Treffer
VGH Beschluss

Selbstablehnung einer Vorsitzenden Richterin wegen Mandatsverhältnis des Korrespondenzanwalts – nicht begründet

Gericht
VGH
Spruchkörper
24. Senat
Aktenzeichen
24 B 20.3011, 24 B 20.2994
Datum
13.10.2022
Rechtsgebiet
Verfahrensrecht
Quelle
Die Vorsitzende Richterin am VGH erklärte in einer mündlichen Verhandlung Selbstablehnung, weil derselbe Korrespondenzanwalt ein laufendes Mandat mit ihr in einer persönlichen Angelegenheit hat. Das Gericht stellt fest, dass ein fortbestehendes Mandatsverhältnis allein die Besorgnis der Befangenheit nicht begründet. Eine unverzügliche Anzeige durch die Richterin und das Fehlen weiterer belastender Umstände führen zur Zurückweisung der Selbstablehnung.

Abstrakte Rechtssätze

1

Ein fortbestehendes Mandatsverhältnis eines Korrespondenzanwalts mit einem Richter begründet allein nicht die Besorgnis der Befangenheit.

2

Die Selbstablehnungsanzeige eines Richters kann nur dann wegen Besorgnis der Befangenheit begründet sein, wenn zusätzliche Umstände hinzutreten, etwa das Unterlassen einer rechtzeitigen Anzeige durch den Richter.

3

Meldet ein Richter unverzüglich einen möglichen Befangenheitsgrund, entkräftigt dies regelmäßig die Besorgnis der Befangenheit, sofern keine weiteren entscheidungserheblichen Umstände vorliegen.

4

Über eine Ablehnung nach § 54 VwGO i.V.m. § 48 ZPO entscheidet das nach Geschäftsverteilungsplan zuständige Gericht auch dann, wenn kein Ablehnungsgesuch von Dritten vorliegt.

Relevante Normen
§ VwGO § 54 Abs. 1, Abs. 3§ ZPO § 48

Vorinstanzen

VG Regensburg, Urt, vom 2019-04-02, – 4 K 17.2190

Tenor

Die Selbstablehnung der Vorsitzenden Richterin am Verwaltungsgerichtshof G. ist nicht begründet.

Gründe

I.

1

Die Vorsitzende Richterin am Verwaltungsgerichtshof G. hat derzeit ein laufendes Gerichtsverfahren, bei dem sie von dem Verkehrsanwalt von Böventer anwaltlich vertreten wird.

2

In dem hiesigen Verfahren wird der Kläger in der mündlichen Verhandlung vom 13. Oktober 2022 von eben demselben Korrespondenzanwalt vertreten.

3

Frau G. hat daraufhin in der mündlichen Verhandlung eine Selbstablehnung Anzeige gegenüber den Parteien abgegeben.

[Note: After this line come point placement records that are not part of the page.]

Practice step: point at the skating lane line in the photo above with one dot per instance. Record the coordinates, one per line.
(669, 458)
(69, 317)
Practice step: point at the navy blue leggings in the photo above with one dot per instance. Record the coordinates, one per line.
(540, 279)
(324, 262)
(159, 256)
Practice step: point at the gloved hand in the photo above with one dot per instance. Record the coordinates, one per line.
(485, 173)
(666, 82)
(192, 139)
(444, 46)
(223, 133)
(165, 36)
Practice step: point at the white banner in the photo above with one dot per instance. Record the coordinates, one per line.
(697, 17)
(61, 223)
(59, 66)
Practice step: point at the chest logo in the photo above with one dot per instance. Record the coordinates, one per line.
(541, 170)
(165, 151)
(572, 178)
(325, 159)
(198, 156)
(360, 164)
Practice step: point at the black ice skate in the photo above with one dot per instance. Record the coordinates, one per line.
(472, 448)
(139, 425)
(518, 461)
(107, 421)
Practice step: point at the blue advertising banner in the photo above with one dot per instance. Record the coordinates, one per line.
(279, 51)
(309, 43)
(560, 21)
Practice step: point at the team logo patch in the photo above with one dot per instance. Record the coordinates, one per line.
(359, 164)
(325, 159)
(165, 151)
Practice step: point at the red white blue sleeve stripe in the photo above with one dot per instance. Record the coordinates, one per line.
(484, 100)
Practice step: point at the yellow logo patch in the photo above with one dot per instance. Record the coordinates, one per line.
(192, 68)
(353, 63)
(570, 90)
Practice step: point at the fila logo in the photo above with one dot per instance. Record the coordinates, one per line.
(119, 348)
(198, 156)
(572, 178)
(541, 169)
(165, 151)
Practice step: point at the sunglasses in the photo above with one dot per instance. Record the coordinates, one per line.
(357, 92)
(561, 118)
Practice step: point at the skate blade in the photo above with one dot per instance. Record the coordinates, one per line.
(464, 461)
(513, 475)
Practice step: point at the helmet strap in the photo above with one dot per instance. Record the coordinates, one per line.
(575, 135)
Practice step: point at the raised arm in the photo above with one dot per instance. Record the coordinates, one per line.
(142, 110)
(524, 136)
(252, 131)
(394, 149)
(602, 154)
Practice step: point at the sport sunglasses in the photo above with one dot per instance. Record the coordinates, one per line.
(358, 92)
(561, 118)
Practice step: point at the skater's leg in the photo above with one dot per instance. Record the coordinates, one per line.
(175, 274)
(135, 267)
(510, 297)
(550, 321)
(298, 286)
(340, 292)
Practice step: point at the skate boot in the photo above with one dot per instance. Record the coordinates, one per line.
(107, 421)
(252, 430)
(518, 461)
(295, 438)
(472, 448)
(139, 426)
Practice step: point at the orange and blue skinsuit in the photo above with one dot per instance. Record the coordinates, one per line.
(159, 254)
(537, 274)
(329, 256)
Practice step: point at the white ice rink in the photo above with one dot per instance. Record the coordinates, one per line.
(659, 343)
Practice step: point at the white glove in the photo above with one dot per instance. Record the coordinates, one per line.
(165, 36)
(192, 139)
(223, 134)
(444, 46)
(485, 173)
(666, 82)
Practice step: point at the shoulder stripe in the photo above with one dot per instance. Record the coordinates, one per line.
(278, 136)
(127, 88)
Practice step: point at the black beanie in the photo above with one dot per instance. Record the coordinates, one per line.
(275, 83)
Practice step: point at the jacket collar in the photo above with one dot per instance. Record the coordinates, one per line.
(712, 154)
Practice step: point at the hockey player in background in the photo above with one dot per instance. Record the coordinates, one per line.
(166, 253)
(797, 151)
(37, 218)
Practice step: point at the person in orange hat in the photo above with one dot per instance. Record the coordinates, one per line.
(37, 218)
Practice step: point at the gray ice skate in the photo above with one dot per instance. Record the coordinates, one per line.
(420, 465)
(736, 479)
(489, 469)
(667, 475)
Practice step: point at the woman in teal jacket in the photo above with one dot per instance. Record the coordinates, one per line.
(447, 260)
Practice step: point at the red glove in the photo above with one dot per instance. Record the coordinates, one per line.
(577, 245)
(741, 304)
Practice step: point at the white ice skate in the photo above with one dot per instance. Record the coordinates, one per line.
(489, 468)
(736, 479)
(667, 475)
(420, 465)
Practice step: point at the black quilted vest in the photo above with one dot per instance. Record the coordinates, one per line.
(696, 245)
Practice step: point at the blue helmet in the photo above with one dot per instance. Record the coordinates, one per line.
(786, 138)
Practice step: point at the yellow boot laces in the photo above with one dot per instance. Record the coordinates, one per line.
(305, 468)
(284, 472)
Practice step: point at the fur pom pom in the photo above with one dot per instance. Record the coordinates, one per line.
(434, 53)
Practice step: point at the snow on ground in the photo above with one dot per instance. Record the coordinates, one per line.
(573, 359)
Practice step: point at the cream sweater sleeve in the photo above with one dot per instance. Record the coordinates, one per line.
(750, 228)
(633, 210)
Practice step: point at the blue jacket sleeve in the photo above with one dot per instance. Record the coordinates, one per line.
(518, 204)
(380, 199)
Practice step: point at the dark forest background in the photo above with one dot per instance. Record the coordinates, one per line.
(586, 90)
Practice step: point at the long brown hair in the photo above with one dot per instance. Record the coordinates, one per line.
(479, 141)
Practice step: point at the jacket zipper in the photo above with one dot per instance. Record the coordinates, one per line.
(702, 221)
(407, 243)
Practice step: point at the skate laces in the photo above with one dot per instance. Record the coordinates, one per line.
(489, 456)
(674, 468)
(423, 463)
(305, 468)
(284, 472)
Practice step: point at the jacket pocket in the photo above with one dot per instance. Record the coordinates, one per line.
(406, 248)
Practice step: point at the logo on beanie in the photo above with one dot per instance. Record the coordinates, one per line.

Die Parteien hatten gegen die Durchführung der Verhandlung und entsprechende Beschlussfassung durch die Vorsitzende Richterin G. keine Bedenken.

II.

4

Über die Selbstablehnungsanzeige der Vorsitzenden Richterin entscheidet nach § 54 Abs. 1 VwGO in Verbindung mit § 48 ZPO die nach dem Geschäftsverteilungsplan des Bayerischen Verwaltungsgerichtshof für das Jahr 2022 zuständige Spruchgruppe.

5

Nach § 54 Abs. 1 VwGO i.V.m. § 48 ZPO entscheidet das für die Erledigung eines Ablehnungsgesuchs zuständige Gericht auch dann, wenn ein solches Gesuch nicht angebracht ist, ein Richter aber von einem Verhältnis Anzeige macht, das seine Ablehnung rechtfertigen könnte.

6

Die Selbstablehnung ist nicht begründet. In dem Fall, in dem der Korrespondenzanwalt ein laufendes Mandatsverhältnis mit einem Richter in einer persönlichen Angelegenheit hat, und das Mandat noch andauert, vermag nur das Hinzutreten weiterer Umstände die Besorgnis der Befangenheit zu begründen (OLG Köln, B.v. 26.4.2017 - 16 W 26/17). Dies wäre insbesondere dann der Fall, wenn der Richter diesen Umstand nicht von sich aus rechtzeitig anzeigt.

7

Im vorliegenden Fall hat die Vorsitzende Richterin G. von sich aus unmittelbar nach Eröffnung der mündlichen Verhandlung eine Selbstanzeige nach § 48 ZPO abgegeben. Weitere Umstände, die die Besorgnis der Befangenheit begründen könnten, sind nicht ersichtlich.